In the demo, researchers deployed a 64-bit sample of the Quantum ransomware on a Windows 10 system, but noted that any bespoke payload can be distributed in this way and tailored to target different operating systems, such as Windows, Linux, and Mac, as well as other architectures, such as x86/64.

The Risk for the Enterprise

For an attacker to take advantage of ML models to target organizations, they first must obtain a copy of the model they want to hijack, which, in the case of publicly available models, is as simple as downloading it from a website or extracting it from an application using it. 

"In one of the possible scenarios, an attacker could gain access to a public model repository (such as Hugging Face or TensorFlow Hub) and replace a legitimate benign model with its Trojanized version that will execute the embedded ransomware," Janus explains. "For as long as the breach remains undetected, everyone who downloads the trojanized model and loads it on a local machine will get ransomed."

An attacker could also use this method to conduct a supply chain attack by hijacking a service provider’s supply chain to distribute a Trojanized model to all service subscribers, she adds. "The hijacked model could provide a foothold for further lateral movement and enable the adversaries to exfiltrate sensitive data or deploy further malware," Janus says.

The business implications for an enterprise vary, but can be severe, the researchers said.
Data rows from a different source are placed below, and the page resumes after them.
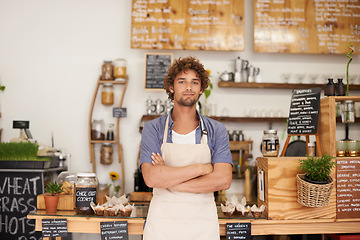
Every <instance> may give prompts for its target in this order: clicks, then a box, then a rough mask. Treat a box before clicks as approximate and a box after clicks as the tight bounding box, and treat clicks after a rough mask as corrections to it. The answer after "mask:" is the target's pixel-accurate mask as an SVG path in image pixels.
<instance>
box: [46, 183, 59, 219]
mask: <svg viewBox="0 0 360 240" xmlns="http://www.w3.org/2000/svg"><path fill="white" fill-rule="evenodd" d="M45 192H46V193H47V194H45V195H44V200H45V209H46V214H55V213H56V209H57V204H58V202H59V197H60V195H59V194H60V193H62V192H63V189H62V184H61V183H56V182H51V183H49V184H48V185H47V186H46V188H45Z"/></svg>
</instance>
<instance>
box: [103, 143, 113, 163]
mask: <svg viewBox="0 0 360 240" xmlns="http://www.w3.org/2000/svg"><path fill="white" fill-rule="evenodd" d="M112 154H113V148H112V145H111V143H103V144H102V146H101V150H100V163H101V164H104V165H110V164H112V163H113V158H112Z"/></svg>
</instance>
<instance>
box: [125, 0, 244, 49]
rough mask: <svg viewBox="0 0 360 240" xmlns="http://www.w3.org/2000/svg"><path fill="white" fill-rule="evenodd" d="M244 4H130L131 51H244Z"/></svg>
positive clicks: (137, 1) (166, 2) (150, 3)
mask: <svg viewBox="0 0 360 240" xmlns="http://www.w3.org/2000/svg"><path fill="white" fill-rule="evenodd" d="M244 30H245V26H244V0H211V1H209V0H182V1H179V0H132V15H131V48H143V49H179V50H180V49H187V50H224V51H230V50H237V51H243V50H244Z"/></svg>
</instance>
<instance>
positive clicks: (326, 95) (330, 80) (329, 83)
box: [324, 78, 336, 96]
mask: <svg viewBox="0 0 360 240" xmlns="http://www.w3.org/2000/svg"><path fill="white" fill-rule="evenodd" d="M335 92H336V87H335V84H334V81H333V79H332V78H329V79H328V83H327V84H326V86H325V88H324V94H325V96H335Z"/></svg>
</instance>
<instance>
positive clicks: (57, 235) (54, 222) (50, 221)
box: [41, 218, 68, 237]
mask: <svg viewBox="0 0 360 240" xmlns="http://www.w3.org/2000/svg"><path fill="white" fill-rule="evenodd" d="M41 224H42V235H43V237H66V236H67V233H68V232H67V219H60V218H59V219H43V220H42V222H41Z"/></svg>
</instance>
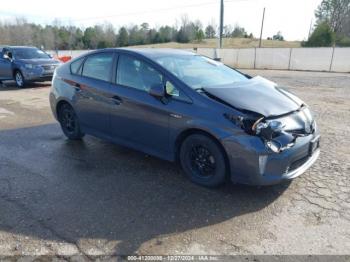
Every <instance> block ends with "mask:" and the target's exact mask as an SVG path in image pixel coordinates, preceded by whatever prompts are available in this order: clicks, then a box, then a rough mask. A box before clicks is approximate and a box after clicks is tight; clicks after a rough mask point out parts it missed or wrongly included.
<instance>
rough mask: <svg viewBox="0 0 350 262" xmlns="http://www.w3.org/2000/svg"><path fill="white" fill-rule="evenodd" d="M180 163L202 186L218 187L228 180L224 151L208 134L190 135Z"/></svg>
mask: <svg viewBox="0 0 350 262" xmlns="http://www.w3.org/2000/svg"><path fill="white" fill-rule="evenodd" d="M180 163H181V166H182V168H183V170H184V171H185V174H186V175H187V176H188V177H189V179H190V180H191V181H192V182H194V183H196V184H199V185H201V186H206V187H216V186H219V185H220V184H222V183H224V182H225V180H226V174H227V167H226V161H225V155H224V152H223V150H222V149H221V147H220V146H219V145H218V144H217V143H216V141H214V140H213V139H211V138H210V137H208V136H206V135H202V134H194V135H190V136H188V137H187V138H186V139H185V140H184V141H183V143H182V145H181V148H180Z"/></svg>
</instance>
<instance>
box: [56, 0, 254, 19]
mask: <svg viewBox="0 0 350 262" xmlns="http://www.w3.org/2000/svg"><path fill="white" fill-rule="evenodd" d="M246 1H248V0H226V1H224V2H225V3H233V2H246ZM216 4H217V1H211V2H205V3H200V4H190V5H181V6H173V7H166V8H159V9H151V10H146V11H138V12H130V13H119V14H112V15H105V16H96V17H85V18H79V19H73V20H71V19H60V21H64V20H66V21H69V22H82V21H89V20H99V19H108V18H113V17H123V16H131V15H140V14H150V13H158V12H164V11H173V10H176V9H183V8H191V7H200V6H207V5H216Z"/></svg>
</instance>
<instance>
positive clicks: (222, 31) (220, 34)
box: [219, 0, 224, 48]
mask: <svg viewBox="0 0 350 262" xmlns="http://www.w3.org/2000/svg"><path fill="white" fill-rule="evenodd" d="M223 31H224V0H221V3H220V40H219V47H220V48H222V33H223Z"/></svg>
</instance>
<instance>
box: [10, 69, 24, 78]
mask: <svg viewBox="0 0 350 262" xmlns="http://www.w3.org/2000/svg"><path fill="white" fill-rule="evenodd" d="M17 71H19V72H20V73H21V74H22V75H23V73H22V71H21V69H19V68H18V67H15V68H13V69H12V77H15V74H16V72H17Z"/></svg>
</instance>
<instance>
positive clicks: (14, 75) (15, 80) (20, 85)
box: [14, 70, 25, 88]
mask: <svg viewBox="0 0 350 262" xmlns="http://www.w3.org/2000/svg"><path fill="white" fill-rule="evenodd" d="M14 80H15V82H16V86H17V87H18V88H23V87H24V86H25V80H24V76H23V74H22V73H21V71H19V70H16V71H15V75H14Z"/></svg>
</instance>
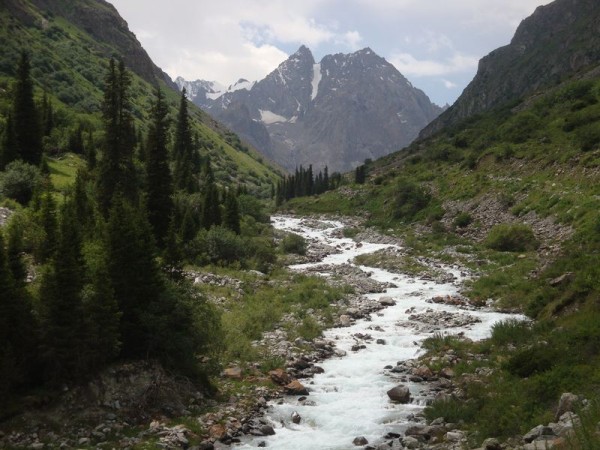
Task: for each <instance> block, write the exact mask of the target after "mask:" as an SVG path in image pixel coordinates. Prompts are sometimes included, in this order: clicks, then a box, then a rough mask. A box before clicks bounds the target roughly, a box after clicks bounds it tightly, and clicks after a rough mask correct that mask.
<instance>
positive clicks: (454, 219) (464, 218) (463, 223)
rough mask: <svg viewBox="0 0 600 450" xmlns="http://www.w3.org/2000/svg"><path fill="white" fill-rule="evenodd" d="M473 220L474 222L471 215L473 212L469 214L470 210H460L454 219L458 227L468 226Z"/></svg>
mask: <svg viewBox="0 0 600 450" xmlns="http://www.w3.org/2000/svg"><path fill="white" fill-rule="evenodd" d="M472 222H473V217H472V216H471V214H469V213H468V212H465V211H461V212H459V213H458V214H457V215H456V217H455V218H454V221H453V223H454V226H455V227H458V228H465V227H468V226H469V225H471V223H472Z"/></svg>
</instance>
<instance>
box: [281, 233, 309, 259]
mask: <svg viewBox="0 0 600 450" xmlns="http://www.w3.org/2000/svg"><path fill="white" fill-rule="evenodd" d="M281 248H282V250H283V251H284V253H295V254H297V255H305V254H306V239H304V238H303V237H302V236H300V235H299V234H295V233H289V234H287V235H286V236H285V237H284V238H283V241H281Z"/></svg>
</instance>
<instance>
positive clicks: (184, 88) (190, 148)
mask: <svg viewBox="0 0 600 450" xmlns="http://www.w3.org/2000/svg"><path fill="white" fill-rule="evenodd" d="M173 158H174V159H175V170H174V172H173V180H174V183H175V188H177V189H180V190H182V191H186V192H195V191H197V189H196V186H195V183H194V177H193V162H194V161H193V159H194V143H193V141H192V130H191V127H190V118H189V114H188V106H187V97H186V90H185V88H184V89H183V90H182V91H181V99H180V102H179V112H178V114H177V123H176V126H175V142H174V144H173Z"/></svg>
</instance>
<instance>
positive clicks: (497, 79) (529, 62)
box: [420, 0, 600, 137]
mask: <svg viewBox="0 0 600 450" xmlns="http://www.w3.org/2000/svg"><path fill="white" fill-rule="evenodd" d="M599 62H600V3H599V2H598V1H597V0H556V1H555V2H553V3H550V4H549V5H546V6H540V7H538V8H537V9H536V10H535V12H534V13H533V15H531V16H530V17H528V18H527V19H525V20H523V22H521V24H520V25H519V27H518V29H517V31H516V33H515V35H514V37H513V39H512V41H511V43H510V44H509V45H507V46H505V47H501V48H498V49H496V50H494V51H493V52H491V53H490V54H489V55H487V56H486V57H484V58H483V59H482V60H481V61H480V62H479V68H478V70H477V75H476V76H475V78H474V79H473V81H472V82H471V83H470V84H469V85H468V86H467V88H466V89H465V91H464V92H463V94H462V95H461V96H460V97H459V99H458V100H457V101H456V103H454V105H452V106H451V107H450V108H449V109H448V110H447V111H446V112H444V113H443V114H442V115H441V116H440V117H439V118H438V119H436V120H435V121H433V122H432V123H431V124H430V125H429V126H427V127H426V128H425V129H424V130H423V131H422V132H421V134H420V137H427V136H430V135H432V134H433V133H435V132H437V131H439V130H441V129H442V128H444V127H445V126H448V125H454V124H456V123H458V122H459V121H461V120H463V119H465V118H467V117H470V116H472V115H474V114H478V113H481V112H485V111H487V110H489V109H492V108H494V107H496V106H500V105H502V104H503V103H506V102H509V101H511V100H515V99H518V98H520V97H522V96H524V95H527V94H531V93H534V92H535V91H537V90H539V89H542V88H546V87H549V86H552V85H555V84H558V83H559V82H560V81H561V80H563V79H564V78H565V77H568V76H571V75H573V74H574V73H576V72H578V71H580V70H582V69H585V68H589V67H590V66H593V65H596V64H598V63H599Z"/></svg>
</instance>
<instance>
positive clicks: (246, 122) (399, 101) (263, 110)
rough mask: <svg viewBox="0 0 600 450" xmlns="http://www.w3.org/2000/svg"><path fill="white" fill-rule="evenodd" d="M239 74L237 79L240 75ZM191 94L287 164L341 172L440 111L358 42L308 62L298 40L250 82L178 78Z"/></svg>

They range from initial compromise of a network and subsequent lateral movement to deployment of ransomware, spyware, or other types of malware. Attackers can steal data and intellectual property, launch denial-of-service attacks, or even, as mentioned, compromise an entire supply chain.

Mitigations and Recommendations

The research is a warning for any organization using pretrained ML models downloaded from the Internet or provided by a third party to treat them "just like any untrusted software," Janus says. 

Such models should be scanned for malicious code — although currently there are few products that offer this feature — as well as undergo thorough evaluation in a secure environment before being executed on a physical machine or put into production, she tells us.

Moreover, anyone who produces machine learning models should use secure storage formats — for example, formats that don’t allow for code execution — and cryptographically sign all their models so they cannot be tampered with without breaking the signature. 

"Cryptographic signing can assure model integrity in the same way as it does for software," Janus says.

Overall, the researchers said undertaking a security posture of understanding risk, addressing blind spots, and identifying areas of improvement in terms of any ML models deployed in an enterprise also can help mitigate an attack from this vector.